Some executives refer to the basic sales conversions ratios, delivery metrics, customer retention rates as the “physics of the business“. Every great executive in any business should know their industry specific metrics like how many customer meetings typically lead to a qualified opportunity, what % of those will convert to revenues, what % of the customers will cancel contracts (attrition) and what percentage of customers have delivery problems. These are the scores to beat to outperform the competition or disrupt an industry. The primary role of new business models and therefore BD teams is to long term improve on the metrics that make up the physics of the business by introducing new products and new customer segments. If you are a startup, your base metrics may be that of your industry, or the industry you are trying to disrupt. If industry metrics do not exist, make some assumptions so you have a baseline.


Sometimes business development teams gets funded and released without clear goals and metrics. That is a recipe for failure. Superior business development should be measured with the same rigor as the core business but with different KPIs. The Pilot stage is early development of the business model where a lot of experimentation is encouraged. Metrics are purely feedback on the various assumptions the team is making. Scale stage is when the business model is ready to go and the focus is increasing the throughput.

Measuring the Pilot stage: ACTIVITIES

Initially BD will be experimenting in the new channels or solutions and should not be measured against the core business metrics. The scope of experiments will be limited either by customer segment, geography, type of contact, etc to minimize disruption in the core business. Pilot stage metrics should be activity oriented. You need to contact a certain number of target groups, expose them to your new message, prompt them to take a certain action, evaluate how those actions match expected results in the strategy, and many more. The metrics should align with expected steps in the future workflow (physics) of the business and should not be a random list. BD teams should have clear targets for each of these metrics that should be reviewed monthly or quarterly. These are not “performance reviews”. The goal of the review primarily is to pivot to a new set of assumptions and adjust the expectations. The BD team should have an agreement how long these iterations can happen. It typically takes 12-18 months to test a new business model across markets and solutions.
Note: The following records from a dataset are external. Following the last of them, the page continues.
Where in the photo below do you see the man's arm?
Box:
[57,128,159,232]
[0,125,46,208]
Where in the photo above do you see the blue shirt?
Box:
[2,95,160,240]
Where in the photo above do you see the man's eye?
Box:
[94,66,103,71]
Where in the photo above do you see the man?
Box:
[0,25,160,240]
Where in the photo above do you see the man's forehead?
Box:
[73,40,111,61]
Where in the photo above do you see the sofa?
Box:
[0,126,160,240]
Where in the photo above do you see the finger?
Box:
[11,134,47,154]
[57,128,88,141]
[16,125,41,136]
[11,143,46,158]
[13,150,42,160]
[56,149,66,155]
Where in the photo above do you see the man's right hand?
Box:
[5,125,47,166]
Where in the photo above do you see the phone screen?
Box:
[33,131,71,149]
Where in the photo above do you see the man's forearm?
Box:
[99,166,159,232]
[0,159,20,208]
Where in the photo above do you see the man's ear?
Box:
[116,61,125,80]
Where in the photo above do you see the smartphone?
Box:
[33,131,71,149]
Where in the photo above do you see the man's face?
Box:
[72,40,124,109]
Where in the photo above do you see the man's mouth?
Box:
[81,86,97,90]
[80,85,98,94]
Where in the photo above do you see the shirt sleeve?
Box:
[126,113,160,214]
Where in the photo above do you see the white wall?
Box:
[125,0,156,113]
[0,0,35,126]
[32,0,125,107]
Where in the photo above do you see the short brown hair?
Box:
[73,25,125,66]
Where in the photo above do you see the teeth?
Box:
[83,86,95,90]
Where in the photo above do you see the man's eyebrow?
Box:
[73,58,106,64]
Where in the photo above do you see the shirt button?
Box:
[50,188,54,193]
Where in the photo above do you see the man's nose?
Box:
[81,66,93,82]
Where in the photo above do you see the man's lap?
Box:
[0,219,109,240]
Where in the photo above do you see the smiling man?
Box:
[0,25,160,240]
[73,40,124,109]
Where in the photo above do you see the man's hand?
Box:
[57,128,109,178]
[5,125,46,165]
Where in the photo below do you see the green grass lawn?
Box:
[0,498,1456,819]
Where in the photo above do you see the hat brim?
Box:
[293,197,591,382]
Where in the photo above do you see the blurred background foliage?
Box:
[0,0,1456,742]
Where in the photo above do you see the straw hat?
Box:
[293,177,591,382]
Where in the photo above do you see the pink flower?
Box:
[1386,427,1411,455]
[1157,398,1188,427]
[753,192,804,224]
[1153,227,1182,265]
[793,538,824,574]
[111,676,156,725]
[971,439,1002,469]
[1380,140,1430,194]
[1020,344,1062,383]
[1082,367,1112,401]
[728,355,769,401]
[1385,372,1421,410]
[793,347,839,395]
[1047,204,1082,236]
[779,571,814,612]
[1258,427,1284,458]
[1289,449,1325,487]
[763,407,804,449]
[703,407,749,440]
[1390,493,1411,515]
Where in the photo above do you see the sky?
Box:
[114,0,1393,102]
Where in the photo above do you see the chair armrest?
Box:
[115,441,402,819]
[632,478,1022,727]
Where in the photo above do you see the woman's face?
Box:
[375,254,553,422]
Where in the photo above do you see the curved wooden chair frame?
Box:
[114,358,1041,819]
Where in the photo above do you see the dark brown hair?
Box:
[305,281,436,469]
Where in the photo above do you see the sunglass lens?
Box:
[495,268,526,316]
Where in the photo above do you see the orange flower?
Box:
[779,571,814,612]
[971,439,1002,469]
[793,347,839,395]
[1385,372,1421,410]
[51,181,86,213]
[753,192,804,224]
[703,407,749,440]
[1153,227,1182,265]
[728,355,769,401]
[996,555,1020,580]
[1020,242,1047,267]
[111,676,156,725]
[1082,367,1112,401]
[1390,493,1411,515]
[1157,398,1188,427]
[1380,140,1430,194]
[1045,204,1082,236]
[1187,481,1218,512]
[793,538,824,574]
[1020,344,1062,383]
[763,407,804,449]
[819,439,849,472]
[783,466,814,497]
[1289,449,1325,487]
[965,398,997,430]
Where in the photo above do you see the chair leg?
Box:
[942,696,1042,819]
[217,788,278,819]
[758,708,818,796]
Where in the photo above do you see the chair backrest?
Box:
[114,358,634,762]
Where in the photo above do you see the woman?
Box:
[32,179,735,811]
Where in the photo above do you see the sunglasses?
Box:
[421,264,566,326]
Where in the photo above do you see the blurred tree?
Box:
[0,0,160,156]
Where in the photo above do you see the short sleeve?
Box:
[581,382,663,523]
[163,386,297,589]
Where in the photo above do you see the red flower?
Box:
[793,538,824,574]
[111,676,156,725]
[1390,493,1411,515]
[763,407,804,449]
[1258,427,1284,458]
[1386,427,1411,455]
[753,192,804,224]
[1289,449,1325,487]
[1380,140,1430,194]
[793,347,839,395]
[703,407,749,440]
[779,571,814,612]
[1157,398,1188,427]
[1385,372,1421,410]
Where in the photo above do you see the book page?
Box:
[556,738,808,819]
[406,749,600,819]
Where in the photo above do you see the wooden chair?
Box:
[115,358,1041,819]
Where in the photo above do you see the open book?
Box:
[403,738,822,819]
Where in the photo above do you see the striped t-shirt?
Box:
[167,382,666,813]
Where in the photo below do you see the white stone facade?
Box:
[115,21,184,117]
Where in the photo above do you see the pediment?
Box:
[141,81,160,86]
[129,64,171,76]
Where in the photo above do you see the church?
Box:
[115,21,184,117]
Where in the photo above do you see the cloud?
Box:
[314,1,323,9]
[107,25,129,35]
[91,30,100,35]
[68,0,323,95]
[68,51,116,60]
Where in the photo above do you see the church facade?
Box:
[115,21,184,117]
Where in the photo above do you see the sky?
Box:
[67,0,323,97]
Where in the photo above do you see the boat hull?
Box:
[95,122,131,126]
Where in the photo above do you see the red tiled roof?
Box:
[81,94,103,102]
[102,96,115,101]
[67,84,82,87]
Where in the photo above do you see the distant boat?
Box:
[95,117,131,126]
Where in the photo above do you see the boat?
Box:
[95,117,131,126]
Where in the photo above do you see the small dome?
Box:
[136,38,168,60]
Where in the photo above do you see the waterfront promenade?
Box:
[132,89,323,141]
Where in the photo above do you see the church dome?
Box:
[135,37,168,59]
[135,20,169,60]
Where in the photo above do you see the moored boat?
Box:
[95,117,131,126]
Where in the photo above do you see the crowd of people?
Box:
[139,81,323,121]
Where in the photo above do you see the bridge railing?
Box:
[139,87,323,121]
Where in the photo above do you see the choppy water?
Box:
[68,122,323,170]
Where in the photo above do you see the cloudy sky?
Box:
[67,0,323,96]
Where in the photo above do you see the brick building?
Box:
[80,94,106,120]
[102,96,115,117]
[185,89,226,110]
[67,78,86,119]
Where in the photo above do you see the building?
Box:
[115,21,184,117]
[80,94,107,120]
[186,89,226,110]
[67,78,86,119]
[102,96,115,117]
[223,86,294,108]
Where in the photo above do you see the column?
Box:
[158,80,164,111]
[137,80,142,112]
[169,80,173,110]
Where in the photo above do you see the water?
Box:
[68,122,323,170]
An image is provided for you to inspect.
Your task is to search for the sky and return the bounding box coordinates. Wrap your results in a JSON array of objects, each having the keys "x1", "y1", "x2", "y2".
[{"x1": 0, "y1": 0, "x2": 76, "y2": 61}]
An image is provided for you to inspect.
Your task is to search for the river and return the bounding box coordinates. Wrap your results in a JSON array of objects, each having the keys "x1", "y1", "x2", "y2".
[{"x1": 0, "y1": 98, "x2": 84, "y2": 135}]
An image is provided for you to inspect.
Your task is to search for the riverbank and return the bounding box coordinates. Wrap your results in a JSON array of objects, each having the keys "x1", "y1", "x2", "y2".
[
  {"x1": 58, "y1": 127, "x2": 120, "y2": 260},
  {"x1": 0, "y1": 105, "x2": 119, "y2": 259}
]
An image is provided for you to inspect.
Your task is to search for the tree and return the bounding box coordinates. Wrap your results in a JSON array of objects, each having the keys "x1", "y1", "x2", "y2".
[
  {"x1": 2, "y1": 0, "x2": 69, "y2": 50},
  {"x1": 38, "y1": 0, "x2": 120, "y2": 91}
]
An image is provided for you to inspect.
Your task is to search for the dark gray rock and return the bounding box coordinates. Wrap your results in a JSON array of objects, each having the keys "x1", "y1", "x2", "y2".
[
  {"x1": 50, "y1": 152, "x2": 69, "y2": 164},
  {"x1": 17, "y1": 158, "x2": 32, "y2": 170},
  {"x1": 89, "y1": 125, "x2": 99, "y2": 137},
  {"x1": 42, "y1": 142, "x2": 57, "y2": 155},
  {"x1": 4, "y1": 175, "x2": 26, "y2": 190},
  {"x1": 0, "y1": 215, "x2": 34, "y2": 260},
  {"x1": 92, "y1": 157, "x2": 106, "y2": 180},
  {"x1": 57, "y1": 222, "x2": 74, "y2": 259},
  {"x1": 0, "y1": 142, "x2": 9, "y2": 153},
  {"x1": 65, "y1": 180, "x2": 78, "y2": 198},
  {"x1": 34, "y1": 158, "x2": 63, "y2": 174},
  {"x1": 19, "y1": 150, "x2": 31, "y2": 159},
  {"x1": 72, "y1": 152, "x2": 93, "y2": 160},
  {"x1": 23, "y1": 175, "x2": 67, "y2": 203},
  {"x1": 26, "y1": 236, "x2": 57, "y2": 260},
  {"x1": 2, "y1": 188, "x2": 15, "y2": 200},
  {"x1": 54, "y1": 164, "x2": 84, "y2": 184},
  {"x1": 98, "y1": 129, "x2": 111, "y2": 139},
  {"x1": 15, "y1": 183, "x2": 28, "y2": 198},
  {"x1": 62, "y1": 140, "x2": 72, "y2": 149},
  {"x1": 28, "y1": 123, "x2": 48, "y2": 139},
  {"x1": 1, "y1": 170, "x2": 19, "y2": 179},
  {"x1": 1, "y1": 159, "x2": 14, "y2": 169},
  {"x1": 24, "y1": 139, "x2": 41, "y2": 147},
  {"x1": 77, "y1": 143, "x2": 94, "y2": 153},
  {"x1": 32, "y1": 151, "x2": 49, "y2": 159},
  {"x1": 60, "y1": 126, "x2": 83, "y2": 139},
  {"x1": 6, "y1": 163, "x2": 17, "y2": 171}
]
The BD team should stay in pilot stage until the metrics become predictable. For example, the % of leads converting to opportunities or revenues become more predictable. Similarly with other metrics like cost of lead conversions. Once metrics are predictable the team should move into SCALE stage.

Measuring the Scale stage: REVENUES

Once the BD team leaves the PILOT stage, it should expand the scope of the new business model to more customers / geographies. It should introduce metrics from the core business. It is expected that the new BD model will outperform certain metrics compared to the core, typically lead conversion and sales growth while underperform in other areas like cost of sales and customer retention. It needs to be understood that the business model is evolving and will not be as efficient as the core business for a while. However if BD does not outperform in some areas (like growth) it is questionable whether the model is sustainable. There should always be an edge in new business models compared to the core business, otherwise it is not worth the effort to change.